This media surveillance collects articles reported through publicly available web sites.
It is created with the Europe Media Monitor (EMM).
The selection and placement of stories are determined automatically by a computer program.
Headlines
- India’s total COVID-19 cases passed 18 million on Thursday while vaccine drive is slowing down
- Israel: Indian COVID-19 strain spreads in Israel, also among vaccinated; children from five schools among Israel’s 41 cases of Indian COVID-19 strain
- Brazil nears 400,000 COVID-19 deaths while India has become the country with the second highest number of cases after the US
- US vaccination pace slides further from peak levels as COVID-19 case counts decline in most states
- EU warned about Russia’s and China’s efforts to discredit Western COVID-19 vaccines
- Spain: nearly half of 60-69 age group have received at least one shot
- Portugal detected six cases of Indian variant
- France will start relaxing a nightly curfew and allow cafes, bars and restaurants to offer outside service from May 19
- Germany gives record 1.1 million COVID-19 shots as cases ease
- Denmark delays decision over use of Johnson & Johnson vaccine
- Belgium: decline in COVID-19 cases in schools after Easter break
- Italy extends COVID-19 travel ban to Bangladesh and Sri Lanka as well as India
- Romania detects first case of variant found in India
- Luxembourg: cluster of cases among students following private party
- New Zealand reported three new cases in managed isolation
- China's Zhejiang Province reported 11 imported confirmed COVID-19 cases and one imported asymptomatic carrier
- Japan: new infections in Tokyo top 1,000 for first time since 28 January; Tokyo Olympic Games organizers lay out updated athlete virus countermeasures
The following news were found among the most mentioned/retweeted items:
- "Yogi orders crack down on hospitals flagging oxygen shortage" (telegraphindia)

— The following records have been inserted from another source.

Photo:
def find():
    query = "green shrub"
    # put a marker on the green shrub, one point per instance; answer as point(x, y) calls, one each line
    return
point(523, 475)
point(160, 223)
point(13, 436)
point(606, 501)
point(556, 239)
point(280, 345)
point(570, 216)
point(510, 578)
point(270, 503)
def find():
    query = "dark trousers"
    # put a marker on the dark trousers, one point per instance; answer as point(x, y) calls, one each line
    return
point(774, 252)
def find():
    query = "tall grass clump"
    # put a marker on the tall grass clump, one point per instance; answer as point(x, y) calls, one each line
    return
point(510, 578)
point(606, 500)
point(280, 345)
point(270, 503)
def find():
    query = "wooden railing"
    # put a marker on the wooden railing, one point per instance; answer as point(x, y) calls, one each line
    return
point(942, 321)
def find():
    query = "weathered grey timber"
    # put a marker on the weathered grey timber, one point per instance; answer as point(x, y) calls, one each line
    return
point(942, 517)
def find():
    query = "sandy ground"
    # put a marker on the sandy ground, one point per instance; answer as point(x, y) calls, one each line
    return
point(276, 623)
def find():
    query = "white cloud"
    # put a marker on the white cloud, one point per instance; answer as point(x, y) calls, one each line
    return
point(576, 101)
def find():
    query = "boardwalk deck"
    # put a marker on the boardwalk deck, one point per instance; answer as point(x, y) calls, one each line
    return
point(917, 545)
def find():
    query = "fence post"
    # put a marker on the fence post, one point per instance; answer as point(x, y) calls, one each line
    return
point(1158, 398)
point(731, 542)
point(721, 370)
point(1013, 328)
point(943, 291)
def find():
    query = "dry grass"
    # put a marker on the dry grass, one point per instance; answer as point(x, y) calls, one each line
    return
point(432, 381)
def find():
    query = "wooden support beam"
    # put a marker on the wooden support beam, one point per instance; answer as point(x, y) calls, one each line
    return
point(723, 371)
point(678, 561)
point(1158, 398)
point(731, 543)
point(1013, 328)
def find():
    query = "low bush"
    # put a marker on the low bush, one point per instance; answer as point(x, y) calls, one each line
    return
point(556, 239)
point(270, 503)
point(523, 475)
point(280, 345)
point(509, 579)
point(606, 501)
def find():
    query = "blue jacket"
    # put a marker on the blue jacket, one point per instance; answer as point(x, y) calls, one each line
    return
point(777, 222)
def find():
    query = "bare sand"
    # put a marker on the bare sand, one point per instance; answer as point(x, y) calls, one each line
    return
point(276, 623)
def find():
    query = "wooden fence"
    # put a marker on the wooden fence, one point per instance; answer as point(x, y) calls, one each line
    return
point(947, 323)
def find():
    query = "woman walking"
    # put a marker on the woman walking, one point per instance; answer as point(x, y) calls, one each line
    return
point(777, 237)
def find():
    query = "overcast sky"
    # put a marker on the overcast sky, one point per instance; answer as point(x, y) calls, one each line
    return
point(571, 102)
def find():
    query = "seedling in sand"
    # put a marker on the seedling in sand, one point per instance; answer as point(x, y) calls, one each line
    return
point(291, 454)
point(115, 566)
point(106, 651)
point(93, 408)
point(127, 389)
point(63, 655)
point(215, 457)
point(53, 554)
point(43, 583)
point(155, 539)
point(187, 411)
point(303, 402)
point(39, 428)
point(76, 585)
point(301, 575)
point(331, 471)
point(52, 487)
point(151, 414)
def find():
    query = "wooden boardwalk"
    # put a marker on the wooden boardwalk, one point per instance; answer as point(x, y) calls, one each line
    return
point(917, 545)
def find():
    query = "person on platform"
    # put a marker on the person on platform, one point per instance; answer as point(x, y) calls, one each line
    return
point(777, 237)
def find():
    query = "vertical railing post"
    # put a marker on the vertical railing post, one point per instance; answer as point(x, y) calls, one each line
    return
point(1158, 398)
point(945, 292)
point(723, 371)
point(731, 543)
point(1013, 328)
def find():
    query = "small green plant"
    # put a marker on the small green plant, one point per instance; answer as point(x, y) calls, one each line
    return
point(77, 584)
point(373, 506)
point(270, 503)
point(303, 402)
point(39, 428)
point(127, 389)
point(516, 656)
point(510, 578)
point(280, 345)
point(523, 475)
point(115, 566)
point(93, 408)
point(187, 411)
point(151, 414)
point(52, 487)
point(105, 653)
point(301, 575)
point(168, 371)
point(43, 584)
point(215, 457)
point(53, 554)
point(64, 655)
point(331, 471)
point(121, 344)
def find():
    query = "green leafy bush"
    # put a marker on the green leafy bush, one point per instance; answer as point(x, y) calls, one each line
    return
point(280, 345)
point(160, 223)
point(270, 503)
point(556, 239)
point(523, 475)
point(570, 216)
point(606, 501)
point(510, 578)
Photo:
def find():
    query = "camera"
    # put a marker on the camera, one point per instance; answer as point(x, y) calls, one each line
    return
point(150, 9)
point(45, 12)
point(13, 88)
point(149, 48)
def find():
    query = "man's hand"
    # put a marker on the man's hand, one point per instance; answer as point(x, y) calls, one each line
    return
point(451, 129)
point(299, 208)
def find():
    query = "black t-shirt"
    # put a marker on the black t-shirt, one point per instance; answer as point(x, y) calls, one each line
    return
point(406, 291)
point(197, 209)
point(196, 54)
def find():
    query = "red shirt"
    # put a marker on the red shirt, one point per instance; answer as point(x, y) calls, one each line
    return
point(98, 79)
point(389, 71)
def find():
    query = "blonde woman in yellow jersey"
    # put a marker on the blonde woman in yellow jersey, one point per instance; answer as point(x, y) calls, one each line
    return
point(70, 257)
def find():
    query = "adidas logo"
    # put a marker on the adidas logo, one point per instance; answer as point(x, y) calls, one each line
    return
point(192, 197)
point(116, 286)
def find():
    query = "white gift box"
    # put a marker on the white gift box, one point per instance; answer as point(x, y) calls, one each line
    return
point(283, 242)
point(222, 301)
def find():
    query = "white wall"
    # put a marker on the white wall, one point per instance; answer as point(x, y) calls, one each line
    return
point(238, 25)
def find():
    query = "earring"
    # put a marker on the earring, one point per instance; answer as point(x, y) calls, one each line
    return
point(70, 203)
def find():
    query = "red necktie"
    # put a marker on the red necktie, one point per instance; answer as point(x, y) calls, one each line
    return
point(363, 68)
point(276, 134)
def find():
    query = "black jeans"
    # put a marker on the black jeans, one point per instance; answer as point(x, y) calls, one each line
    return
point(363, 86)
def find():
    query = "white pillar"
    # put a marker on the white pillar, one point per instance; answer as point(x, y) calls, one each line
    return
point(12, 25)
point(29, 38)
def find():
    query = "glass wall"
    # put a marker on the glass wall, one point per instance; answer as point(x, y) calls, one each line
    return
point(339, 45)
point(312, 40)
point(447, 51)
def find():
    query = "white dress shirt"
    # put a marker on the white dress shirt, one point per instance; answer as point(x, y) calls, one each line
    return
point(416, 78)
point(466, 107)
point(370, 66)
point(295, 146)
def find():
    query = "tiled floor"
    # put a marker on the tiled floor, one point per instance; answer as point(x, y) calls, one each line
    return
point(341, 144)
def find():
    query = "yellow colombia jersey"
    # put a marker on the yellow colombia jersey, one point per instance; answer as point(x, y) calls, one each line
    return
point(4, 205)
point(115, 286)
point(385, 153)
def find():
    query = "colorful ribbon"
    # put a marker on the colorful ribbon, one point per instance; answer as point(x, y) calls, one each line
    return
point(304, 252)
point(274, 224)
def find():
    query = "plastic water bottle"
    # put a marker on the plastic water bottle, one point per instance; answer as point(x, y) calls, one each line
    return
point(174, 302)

- "85-year-old COVID-positive RSS Swayamsevak gave up his bed and life so another person can live" (opindia)
- "The document confirming that Pfizer offered the government the vaccines against the coronavirus in advance" (tn)
- "Greece and Italy lower taxes while Sánchez 'massacres' taxpayers, Spain's fiscal policy also collides with the tax cuts in Portugal or Germany" (libremercado)
- "Biden's move to share vaccine doses could be a global game changer" (axios)
The hashtags #india and #oxygen were trending due to reports of oxygen shortages in Indian hospitals.
The most mentioned English sources were the Telegraph India, OP India, India Today, the Washington Post and the New York Times.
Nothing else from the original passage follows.